Обычные граждане получают пропуска для входа в здание ОГПУ в Бюро пропусков, находящемся на улице Кузнецкий мост, напротив Наркомата по иностранным делам. В Бюро пропусков всегда толпятся родственники, жены и друзья заключенных в надежде получить разрешение на свидание или передачу. Одного взгляда на эти очереди достаточно, чтобы составить себе впечатление о том, какую политику вела Советская власть в тот или иной период. В первые годы Советской власти в этих очередях стояли жены офицеров или купцов. Затем в них стали преобладать родные арестованных инженеров, профессоров. В 1937 годуя видел, как в длинных очередях стоят родные и близкие моих друзей, товарищей и коллег.

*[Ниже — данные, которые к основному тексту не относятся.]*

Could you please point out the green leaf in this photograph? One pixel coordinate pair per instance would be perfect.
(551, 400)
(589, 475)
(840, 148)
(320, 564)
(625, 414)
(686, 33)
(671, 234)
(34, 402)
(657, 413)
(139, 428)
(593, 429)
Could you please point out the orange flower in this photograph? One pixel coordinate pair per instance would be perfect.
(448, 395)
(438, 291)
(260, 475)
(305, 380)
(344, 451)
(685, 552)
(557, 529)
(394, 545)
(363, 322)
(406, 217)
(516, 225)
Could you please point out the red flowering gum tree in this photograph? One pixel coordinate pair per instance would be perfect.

В длинных, мрачных коридорах Лубянки– охрана через каждые двадцать шагов. Пропуска проверяются по крайней мере трижды, пока посетитель получит доступ в один из кабинетов ОГПУ.

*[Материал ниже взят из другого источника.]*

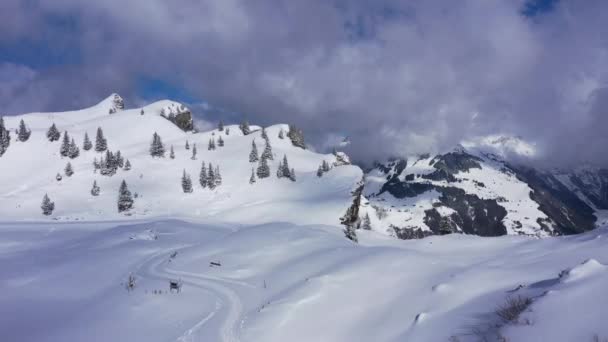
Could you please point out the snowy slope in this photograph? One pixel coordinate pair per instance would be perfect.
(283, 282)
(28, 172)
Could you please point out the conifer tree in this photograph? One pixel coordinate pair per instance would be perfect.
(95, 189)
(252, 178)
(211, 177)
(263, 170)
(186, 182)
(47, 206)
(267, 154)
(253, 155)
(244, 127)
(69, 171)
(101, 144)
(87, 144)
(202, 177)
(125, 200)
(53, 133)
(5, 137)
(64, 150)
(73, 150)
(157, 149)
(23, 134)
(193, 152)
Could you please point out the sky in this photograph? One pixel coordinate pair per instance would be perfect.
(397, 77)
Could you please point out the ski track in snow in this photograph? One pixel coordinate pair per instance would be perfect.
(229, 303)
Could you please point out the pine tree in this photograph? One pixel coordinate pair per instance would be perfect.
(69, 171)
(193, 152)
(101, 144)
(87, 144)
(366, 223)
(24, 133)
(125, 200)
(263, 170)
(202, 177)
(297, 136)
(252, 178)
(267, 154)
(211, 177)
(5, 137)
(186, 182)
(64, 150)
(53, 133)
(95, 189)
(218, 176)
(73, 150)
(47, 206)
(157, 149)
(244, 127)
(253, 155)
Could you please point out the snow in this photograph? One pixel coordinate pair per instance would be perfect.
(280, 281)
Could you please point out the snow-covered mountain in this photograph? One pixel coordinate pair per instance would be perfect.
(473, 190)
(29, 170)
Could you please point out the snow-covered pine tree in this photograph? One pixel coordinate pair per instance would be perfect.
(73, 150)
(53, 133)
(69, 171)
(253, 155)
(101, 144)
(119, 160)
(296, 136)
(202, 177)
(267, 154)
(193, 152)
(24, 133)
(211, 177)
(218, 176)
(125, 200)
(263, 170)
(95, 189)
(366, 223)
(5, 137)
(244, 127)
(47, 206)
(87, 144)
(186, 182)
(157, 149)
(64, 149)
(252, 178)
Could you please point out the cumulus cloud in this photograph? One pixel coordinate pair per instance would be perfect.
(397, 77)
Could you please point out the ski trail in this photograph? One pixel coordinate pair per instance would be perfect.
(228, 309)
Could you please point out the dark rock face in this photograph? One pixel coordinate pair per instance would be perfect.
(566, 210)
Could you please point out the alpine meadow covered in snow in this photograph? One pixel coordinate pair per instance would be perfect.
(303, 171)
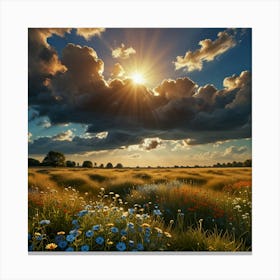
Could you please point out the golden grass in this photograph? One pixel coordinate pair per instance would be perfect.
(91, 180)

На том месте, где в старом здании был когда-то внутренний двор, выстроена специальная тюрьма для опасных политических преступников. Многие из них содержатся в одиночных камерах, а сама тюрьма носит название «Изолятор». На окнах камеры установлены не только железные решетки, но и железные жалюзи, так, что в нее может проникнуть только тонкий луч света. Узнику камеры не видно ни двора, ни неба.
Когда следователь ОГПУ захочет провести допрос заключенного в своем кабинете, он звонит начальнику тюрьмы, и его ведут в главное здание под стражей через двор, вверх по узкой полутемной лестнице. Есть здесь и лифт, поднимающий заключенных на верхние этажи.
Осенью 1935 года я увидел на Лубянке одного из самых знаменитых ее узников, ближайшего соратника Ленина, первого Председателя Коминтерна, который стоял одно время во главе Ленинградского комитета партии и Совета. Когда-то это был дородный мужчина. Теперь по коридору шаркающей походкой, в пижаме шел изможденный человек с потухшим взглядом. Так последний раз я видел человека, бывшего когда-то Григорием Зиновьевым. Его вели на допрос. Несколько месяцев спустя он был расстрелян.
В кабинете каждого следователя самый важный предмет мебели – это диван, поскольку он вынужден порой вести допросы с перерывами круглые сутки. Сам следователь, по сути, такой же узник, как и его подследственный. Ему даны неограниченные права, начиная от пыток и кончая расстрелом на месте. Это одна из особенностей советского судебного процесса: несмотря на многочисленные казни, штатных палачей не существует. Иногда в камеры Лубянки для исполнения смертного приговора, вынесенного коллегией ОГПУ, спускаются сотрудники и охрана. Иногда это делают сами следователи. Представьте себе для аналогии, как окружной судья Нью-Йорка, получив санкцию на исполнение высшей меры наказания, со всех ног несется в Синг-Синг, чтобы включить рубильник электрического стула.